La caractéristique principale de l'akinésie parkinsonienne est sa forte variabilité, indépendamment des éventuelles fluctuations motrices liées au traitement. Des mouvements réalisés avec une grande difficulté à certains moments peuvent s'avérer très faciles à d'autres. Cette variabilité des signes est  souvent difficile à accepter pour l'entourage, et peut compliquer la relation du malade avec celui-ci, l'entourage ne sait plus exactement à quel moment il doit proposer son aide, à quel moment laisser le malade autonome et, surtout, il est déroutant de le voir effectuer parfois rapidement ce qu'il a mis tant de temps à faire une autre fois. Là encore, connaissance de la maladie et compréhension sont la clef.

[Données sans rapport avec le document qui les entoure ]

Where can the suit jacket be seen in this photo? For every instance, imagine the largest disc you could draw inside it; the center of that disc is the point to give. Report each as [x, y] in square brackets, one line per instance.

Les principaux facteurs de variation de l'akinésie sont, l'état émotionnel, la vigilance ou la concentration, les stimuli visuels ou auditifs de l'environnement, la douleur, les activités menées en parallèle. Ces facteurs peuvent agir dans les deux sens (faciliter ou au contraire perturber le mouvement) et pas toujours d'une manière intuitive. Ainsi, si le fait de mener plusieurs actions à la fois ou d'être très sollicité par son environnement (bruit, personnes qui parlent pendant que l'on met sa veste par exemple) perturbent presque toujours le mouvement, l'émotion, la motivation, la perception de la difficulté de l'action peuvent agir dans les deux sens (On donne l'exemple d'une personne cherchant son chien de nuit pendant trois heures, seul sous la pluie, alors qu'une petite marche en ville lui semble parfois insurmontable). De même, le stress ou une forte émotion peuvent majorer ou au contraire faire disparaître complètement les signes pour un temps. Ces fluctuations existent au sein de la journée, mais aussi à plus long terme.

Enfin, certaines activités sont plus faciles à exécuter que d'autres. Là encore, même s'il y a des constantes, cela varie fortement d'un individu à l'autre en fonction des lésions inégales que la maladie provoque dans le cerveau de chacun. De même, on ne peut s'en remettre à l'intuition pour savoir ce qui sera plus difficile (chez certains, marcher à reculons est plus facile qu'avancer ou faire du vélo, monter un escalier plus  facile que marcher). D'une manière générale, faire des choses demandant un enchaînement de diverses phases motrices ou faire plusieurs choses à la fois, s'avèrent compliqués.

L'akinésie est bien corrigée par les traitements, mais la rééducation par la kinésithérapie joue aussi un rôle complémentaire très important. En complément, la marche quotidienne et l'activité physique en général permettent de conserver une bonne musculation.